Une première tentative. Puis une deuxième. Puis une troisième. Toutes ratent la cible de plusieurs dizaines de mètres. Le cheikh Aziz guide les efforts par radio. Après une dizaine de rectifications : succès.

« Je suis très heureux! Nous l'avons parfaitement frappée! Nous allons frapper de nouveau », s'exclame le commandant de milice.

La dévastation après les combats

Le cheikh Aziz et ses hommes sont chez eux ici. Ils ont dû combattre des voisins, des cousins, des frères qui ont prêté allégeance au groupe État Islamique.

Le village de Mazraa est libéré de l'emprise de l'EI, mais à quel prix? Partout dans le village, on ne voit plus que dévastation, bombes artisanales non explosées et restes humains. Mazraa est devenu inhabitable.

La veste d'un kamikaze potentiel. Photo : ICI Radio-Canada/Marie-Eve Bédard

En allant de maison détruite en maison détruite, il faut prendre garde de ne pas poser le pied n'importe où. Le village n'a pas encore été nettoyé des milliers de traquenards posés par un ennemi battant en retraite. Prenant les devants, le cheikh Aziz montre la veste d'un kamikaze potentiel qui a été laissé derrière par l'EI, encore bourrée d'explosifs et reliée à des fils qui longent la route.

Des corps et autres restes humains aussi jonchent toujours le sol. Avec le mercure qui atteint presque les 50 degrés, l'odeur est insupportable. « On a tué onze membres de Daech ici. Il y en a un ici, un autre là, et là-bas », décrit le cheikh.

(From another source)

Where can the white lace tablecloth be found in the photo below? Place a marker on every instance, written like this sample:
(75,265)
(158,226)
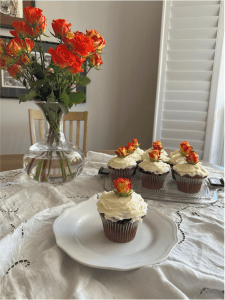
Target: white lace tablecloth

Un peu plus loin, on voit le reste d'une jambe, toujours vêtue d'une botte de combat, gisant à côté d'une tombe improvisée pour l'un des combattants de l'EI.

De fragiles victoires

Rien ne garantit que la brigade de Salahiddine pourra garder la mainmise sur Mazraa. Déjà, ils en ont perdu et gagné le contrôle à trois reprises. C'est comme ça depuis des mois sur plusieurs fronts en Irak. Des victoires se transforment en défaites. On avance et on recule.

Manque de troupes, manque d'expérience ou, selon ce qu'affirmait le secrétaire américain à la Défense après la chute de Ramadi, manque de volonté et de motivation de la part des Irakiens.

Des problèmes qui ne minent pas l'EI, malgré l'entrée en scène de la coalition internationale il y a plus d'un an. Sa capacité de ravitaillement ne s'essouffle pas plus que sa capacité de recrutement. L'EI n'a pas d'avions de chasse. Mais ça ne l'empêche pas de semer la mort, un kamikaze ou un véhicule piégé à la fois.

Même si le général croit que les chasseurs et les bombardiers de la coalition devraient en faire beaucoup plus pour mettre en échec ce fanatisme des combattants de l'EI, ce ne sont peut-être pas les armes les plus adéquates.